Our equation is $16t^4+8t^3-12t^2-4t+1=0 \Rightarrow (2t+1)(8t^3-6t+1)=0$
So, $2t+1=0$ or $8t^3-6t+1=0$
Back-substituting we get,
$2\cos{x}+1=0 \Rightarrow \cos{x}=-1/2=\cos(2\pi/3)$
$\therefore x=2n\pi \pm 2\pi/3$, where $n \in \mathbb{Z}$
$8\cos^3{x}-6\cos{x}+1=0$
Using the identity $\cos{3x}=4\cos^3{x}-3\cos{x}$, we get $2\cos{3x}+1=0 \Rightarrow \cos{3x}=-1/2=\cos(2\pi/3)$
$ \therefore 3x=2n\pi \pm 2\pi/3 \Rightarrow x=2\pi/3 \pm 2\pi/9$, where $n\in \mathbb{Z}$
Thus, $x=2\pi/3 \pm 2\pi/3$ or $x=2\pi/3 \pm 2\pi/9$
Using the identities $$ \cos(2x)=2\cos^2x-1\qquad \cos(3x)=4\cos^3x-3\cos x $$ yields $$ 4\cos x(2\cos^2x-1+4\cos^3x-3\cos x)+1=0 $$ that is $$ 16\cos^4x+8\cos^3x-12\cos^2x-4\cos x+1=0 $$ Set $t=\cos x$. Our equation is $$ \begin{array}{c} 16t^4+8t^3-12t^2-4t+1=0\\ (2t+1)(8t^3-6t+1)=0\\ \end{array} $$
Using Werner Formula,
$$-1=2(\cos x+\cos3x+\cos2x+\cos4x)$$
Using $\sum \cos$ when angles are in arithmetic progression as $\sin\dfrac x2\ne0,$ as $\sin\dfrac x2=0\implies x=2n\pi$ where $n$ is any integer
$$-\sin\dfrac x2=\sin\dfrac{9x}2-\sin\dfrac x2\iff\sin\dfrac{9x}2=0$$
$$\implies\dfrac{9x}2=m\pi$$ where $m$ is any integer
But if $9\mid m, \sin\dfrac x2=0,$ so we need $9\nmid m$
Thinking about the answer, we might notice that if $\theta=\frac{2\pi k}9$, then $\cos9\theta=1$. We can write this as $$\begin{align}\cos9\theta-1&=4(4\cos^3\theta-3\cos\theta)^3-3(4\cos^3\theta-3\cos\theta)-1\\ &=(16\cos^4\theta+8\cos^3\theta-12\cos^2\theta-4\cos\theta+1)^2(\cos\theta-1)=0\end{align}$$ From this we can see that the solutions were all the solutions to $\cos9\theta=1$ except for $\cos\theta=1$. If $\theta=\frac{\pm2\pi}3$, then $\cos\theta=-\frac12$, and if $\theta=\frac{2\pi(3k\pm1)}9$, then $\cos3\theta=-\frac12$ so all the cases in the big factor are taken into account by $(2\cos\theta+1)(2\cos3\theta+1)=0$.

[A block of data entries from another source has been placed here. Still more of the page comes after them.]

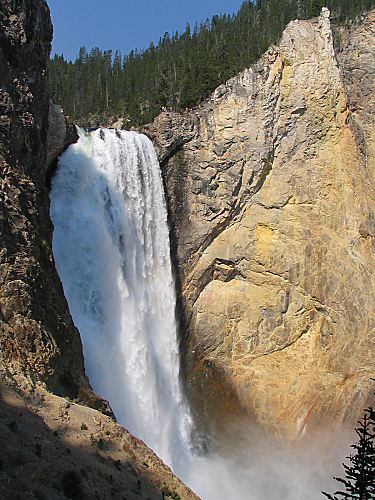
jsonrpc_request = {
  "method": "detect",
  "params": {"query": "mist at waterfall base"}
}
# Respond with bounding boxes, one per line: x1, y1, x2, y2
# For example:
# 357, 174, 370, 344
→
50, 129, 347, 500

Indeed we can go back to the original equation and find that $4\cos\theta\cos2\theta=2(\cos(1+2)\theta+\cos(1-2)\theta)=2\cos3\theta+2\cos\theta$, so it reads $$\begin{align}4\cos x(\cos2x+\cos3x)+1&=2\cos3x+2\cos x+4\cos3x\cos x+1\\ &=(2\cos3x+1)(2\cos x+1)=0\end{align}$$ Thus if we could have seen through this at the outset, we could have made quick work of the problem.